Question 5. Estimate the number of liters a mug, a bucket and an overhead tank can hold.
Answer
Capacity of a mug = 0.3 liters
Capacity of a bucket = 25 liters
Capacity of an overhead tank = 1000 liters.
Question 6. Write one 5-digit number and two 3-digit numbers such that their sum is 18,670.
Answer
5-digit number = 16,945
3-digit number = 825
3-digit number = 900
Sum 16,945 + 825 +900 = 18,670.
Question 7. Choose a number between 210 and 390. Create a number pattern similar to those shown in Section 3.9 that will sum up to this number.
Answer
Chosen number = 320
In case of 10: 4 × 8 × 10 = 320
In case of 20: 4 × 4 × 20 = 320
Page 73
Question 8. Recall the sequence of Powers of 2 from Chapter 1, Table 1. Why is the Collatz conjecture correct for all the starting numbers in this sequence?
Answer
Power of 2 sequence: 1, 2, 4, 8, 16, 32, 64,...
Power of 2 sequence contains all even numbers.

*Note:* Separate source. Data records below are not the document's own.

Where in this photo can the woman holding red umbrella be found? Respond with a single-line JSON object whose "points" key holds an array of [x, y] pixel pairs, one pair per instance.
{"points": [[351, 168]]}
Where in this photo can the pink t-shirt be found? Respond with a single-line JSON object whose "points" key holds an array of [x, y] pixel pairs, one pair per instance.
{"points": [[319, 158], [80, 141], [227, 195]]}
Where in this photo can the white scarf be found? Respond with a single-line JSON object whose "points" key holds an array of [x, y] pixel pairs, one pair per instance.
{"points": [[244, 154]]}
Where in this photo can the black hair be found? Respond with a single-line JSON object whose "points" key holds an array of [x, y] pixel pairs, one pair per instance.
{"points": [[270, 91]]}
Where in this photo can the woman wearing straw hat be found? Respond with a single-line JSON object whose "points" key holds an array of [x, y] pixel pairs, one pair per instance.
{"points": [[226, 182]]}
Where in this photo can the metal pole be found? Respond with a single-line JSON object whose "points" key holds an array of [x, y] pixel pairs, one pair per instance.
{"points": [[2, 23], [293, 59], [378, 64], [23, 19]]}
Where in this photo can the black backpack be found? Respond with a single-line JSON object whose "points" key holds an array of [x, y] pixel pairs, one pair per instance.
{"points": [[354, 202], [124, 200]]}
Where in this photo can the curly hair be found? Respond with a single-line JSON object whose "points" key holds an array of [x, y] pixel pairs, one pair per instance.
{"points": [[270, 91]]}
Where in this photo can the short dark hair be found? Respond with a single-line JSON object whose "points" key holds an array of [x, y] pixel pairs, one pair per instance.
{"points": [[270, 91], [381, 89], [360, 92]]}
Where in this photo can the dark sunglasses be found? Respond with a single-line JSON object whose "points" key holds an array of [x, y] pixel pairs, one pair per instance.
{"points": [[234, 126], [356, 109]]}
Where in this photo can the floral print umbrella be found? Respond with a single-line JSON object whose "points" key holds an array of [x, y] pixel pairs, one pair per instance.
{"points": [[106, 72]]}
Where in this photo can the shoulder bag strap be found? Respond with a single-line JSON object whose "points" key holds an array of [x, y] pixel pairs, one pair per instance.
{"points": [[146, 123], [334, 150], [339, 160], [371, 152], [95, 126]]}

When dividing an even number by 2, we will get an even number but by repeatedly dividing an even number by 2, we will eventually reach 1.
This is why Collatz conjecture is correct for all the starting numbers in this sequence.
Example: 16 (power of 2)
16/2 = 8
8/2 = 4
4/2 = 2
2/2 = 1
Question 9. Check if the Collatz Conjecture holds for the starting number 100.
Answer
Collatz conjecture: If the number is even, take half of it;if the number is odd, multiply it by 3 and add 1. If you continue doing this you will always reach number 1, regardless of the number you start with.
100 (even) : 100/2 = 50
50 (even): 50/2 = 25
25 (odd): 25×3 + 1 = 76
76 (even): 76/2 = 38
38 (even): 38/2= 19
19 (even): 19×3 + 1 = 58
58 (even): 58/2 = 29
29 (odd): 29×3 + 1 = 88
88 (even): 88/2 = 44
44 (even): 44/2 = 22
22 (even): 22/2 = 11
11 (odd): 11 x 3 + 1 = 34
34 (even): 34/2 = 17
17 (even): 17×3 + 1 = 52
52 (even): 52/2 = 26
26 (even): 26/2 = 13
13 (even): 13×3 + 1 = 40
40 (even): 40/2 = 20
20 (even): 20/2= 10
10 (even): 10/2 = 5
5 (even): 5×3 + 1 = 16
16 (even): 16/2 = 8
8 (even): 8/2 = 4
4 (even): 4/2 = 2
2 (even): 2/2 = 1
Question 10. Starting with 0, players alternate adding numbers between 1 and 3. The first person to reach 22 wins. What is the winning strategy now?
Answer
(i) Start by adding 3 on your first turn to reach 3.
(ii) Then, always move in such a way that you leave the opponent on a multiple of 4.
(iii) Following this strategy will ensure that you reach 22 first, securing the win.